L'histoire de Djeddah remonte à environ trois mille ans, à l’époque où il s’agissait d’un petit village de pêcheurs. Au fil des siècles, elle est devenue un grand port international, faisant partie d'une route de pèlerinage principale et une destination culturelle et commerciale à part entière.

Au cours de la première ère islamique, pendant le troisième califat qui a suivi la mort du prophète Mohammed, Uthman ebn Affane a déclaré la ville porte d'entrée de la ville sainte de La Mecque. Mais ce n’est qu’après l’absorption par Ebn Saoud (le roi Abdelaziz) du Hedjaz en 1925 dans le royaume du Nedjd pour fonder l'Arabie Saoudite que Djeddah reçut l'attention particulière qu'elle méritait.

Les concepteurs du projet «Jeddah Central» se sont inspirés de la riche histoire de la ville et de son identité culturelle distincte, tout en rendant hommage à sa diversité moderne et en reconnaissant son potentiel futur en tant que destination mondiale.

Ils affirment vouloir préserver, renouveler ou réaffecter les monuments existants, notamment l'ancienne usine de traitement des eaux de la ville, un hôpital gouvernemental et un stade de football pouvant accueillir jusqu'à 24 000 supporters.

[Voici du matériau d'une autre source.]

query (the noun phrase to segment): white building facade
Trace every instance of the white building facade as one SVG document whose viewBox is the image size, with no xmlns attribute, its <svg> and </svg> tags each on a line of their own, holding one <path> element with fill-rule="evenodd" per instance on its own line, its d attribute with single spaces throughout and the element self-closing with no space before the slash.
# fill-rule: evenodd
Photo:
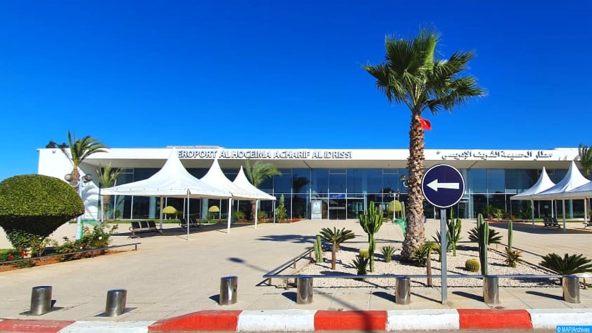
<svg viewBox="0 0 592 333">
<path fill-rule="evenodd" d="M 370 201 L 385 207 L 390 202 L 407 197 L 406 169 L 407 149 L 227 149 L 210 146 L 178 146 L 178 156 L 188 171 L 197 178 L 207 172 L 217 158 L 225 174 L 234 180 L 239 168 L 246 159 L 264 161 L 274 164 L 282 172 L 269 178 L 259 188 L 276 197 L 284 196 L 288 215 L 291 217 L 329 219 L 357 219 Z M 59 149 L 40 149 L 38 173 L 63 179 L 72 170 L 72 164 Z M 97 179 L 96 170 L 108 163 L 121 168 L 117 184 L 146 179 L 165 164 L 170 152 L 165 148 L 112 148 L 108 152 L 91 155 L 81 165 L 82 174 Z M 561 180 L 572 161 L 578 160 L 577 148 L 544 150 L 426 149 L 426 169 L 440 164 L 458 169 L 465 182 L 464 195 L 453 209 L 461 218 L 472 218 L 488 207 L 501 209 L 509 216 L 530 218 L 527 202 L 510 201 L 510 197 L 533 185 L 545 166 L 555 182 Z M 98 195 L 96 180 L 82 188 L 86 207 L 86 219 L 98 218 Z M 112 197 L 108 219 L 154 219 L 159 212 L 156 198 Z M 208 209 L 217 206 L 227 212 L 227 200 L 192 199 L 190 212 L 205 217 Z M 261 210 L 273 215 L 272 203 L 262 203 Z M 535 214 L 551 214 L 552 203 L 536 203 Z M 568 201 L 565 214 L 568 218 L 581 217 L 583 200 Z M 182 211 L 184 199 L 169 198 L 165 206 Z M 557 212 L 562 216 L 561 205 Z M 250 203 L 235 203 L 233 211 L 250 213 Z M 311 207 L 314 212 L 311 212 Z M 320 212 L 319 212 L 320 210 Z M 555 210 L 555 209 L 554 209 Z M 556 211 L 556 210 L 555 210 Z M 437 218 L 437 210 L 427 202 L 424 212 L 429 218 Z M 221 218 L 224 218 L 224 214 Z"/>
</svg>

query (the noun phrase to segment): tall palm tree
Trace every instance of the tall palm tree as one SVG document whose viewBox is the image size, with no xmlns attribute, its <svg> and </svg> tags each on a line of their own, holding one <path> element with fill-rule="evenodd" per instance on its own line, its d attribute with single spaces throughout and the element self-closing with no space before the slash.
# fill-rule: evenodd
<svg viewBox="0 0 592 333">
<path fill-rule="evenodd" d="M 584 175 L 587 178 L 590 179 L 590 172 L 592 172 L 592 147 L 585 146 L 583 143 L 580 144 L 578 147 L 578 155 L 580 156 L 580 164 L 584 169 Z M 584 201 L 586 205 L 586 210 L 588 214 L 590 213 L 590 203 L 589 199 L 584 199 Z M 584 216 L 587 221 L 587 216 Z"/>
<path fill-rule="evenodd" d="M 72 187 L 78 188 L 79 185 L 80 172 L 78 171 L 78 166 L 80 164 L 95 153 L 107 151 L 105 150 L 107 148 L 107 146 L 97 139 L 88 135 L 82 139 L 76 139 L 73 133 L 70 133 L 68 131 L 68 146 L 62 147 L 62 151 L 72 163 L 72 176 L 69 181 Z"/>
<path fill-rule="evenodd" d="M 117 183 L 117 176 L 123 171 L 123 169 L 113 169 L 111 165 L 111 162 L 105 166 L 105 168 L 101 168 L 100 166 L 96 169 L 96 175 L 98 176 L 99 185 L 101 188 L 111 187 L 115 186 Z M 107 207 L 111 201 L 111 196 L 103 196 L 103 207 L 101 210 L 101 216 L 103 220 L 105 220 L 104 214 L 107 212 Z"/>
<path fill-rule="evenodd" d="M 275 165 L 260 161 L 258 161 L 251 165 L 250 161 L 246 160 L 244 161 L 244 169 L 251 184 L 257 188 L 259 188 L 259 185 L 261 185 L 266 179 L 274 176 L 282 175 L 282 173 Z M 257 200 L 251 201 L 251 212 L 253 214 L 253 219 L 255 220 L 257 214 Z"/>
<path fill-rule="evenodd" d="M 590 179 L 590 172 L 592 172 L 592 147 L 580 143 L 578 147 L 578 155 L 580 156 L 580 164 L 584 169 L 584 175 Z"/>
<path fill-rule="evenodd" d="M 442 110 L 451 112 L 469 98 L 485 94 L 475 78 L 461 76 L 474 53 L 457 51 L 448 59 L 439 59 L 436 46 L 439 40 L 439 34 L 429 29 L 422 29 L 412 39 L 387 37 L 385 62 L 363 66 L 376 79 L 377 87 L 390 103 L 404 104 L 411 110 L 407 165 L 409 209 L 401 251 L 401 256 L 407 260 L 424 239 L 421 182 L 425 158 L 422 113 L 426 109 L 433 114 Z"/>
</svg>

«L'emplacement de Tahlia (usine de traitement des eaux) est une propriété de l'État, tout comme l'autre, et il n'y a eu aucune expropriation foncière parce que les titres de propriété de l’État ont été transférés au Fonds d'investissement public (FIP). Le FIP est propriétaire de notre entreprise, et nous avons le droit d'utiliser le site qui représente 5,7 millions de mètres carrés de terres publiques», a déclaré Ahmed al-Sulaim, PDG de Jeddah Central Development Company, dans une interview accordée à la chaîne d'information saoudienne Al-Ekhbariyah.

 

JEDDAH CENTRAL EN CHIFFRES

  • 17 000 unités résidentielles
  • 2 700 chambres d'hôtel
  • 10 projets touristiques et de divertissement
  • 4 monuments

La station d'épuration d’eau sera convertie en un musée mettant en valeur le patrimoine industriel du Royaume, l'histoire de sa quête d'eau douce au fil des ans et sa relation avec la mer.

L'océanarium, considéré comme l'une des principales attractions du projet, sera une célébration de la mer Rouge, de son environnement naturel, de son écologie et de sa vie marine. Il vise à faire de Djeddah un leader régional et mondial dans la conservation des environnements marins.

Pour Musaed al-Ghamdi, architecte saoudien, tirer la plus grande valeur possible de ce site de développement unique est une priorité absolue. Il a déclaré à Arab News que la zone couverte par le projet «Jeddah Central» est l'un des terrains les plus sophistiqués de la ville, d'une valeur de plus de 25 milliards de dollars, appartenant au gouvernement.

Il a ajouté que les installations et les attractions qui devraient être construites dans le cadre du projet attireront des revenus supplémentaires dans la région et contribueront à améliorer le niveau de vie des résidents.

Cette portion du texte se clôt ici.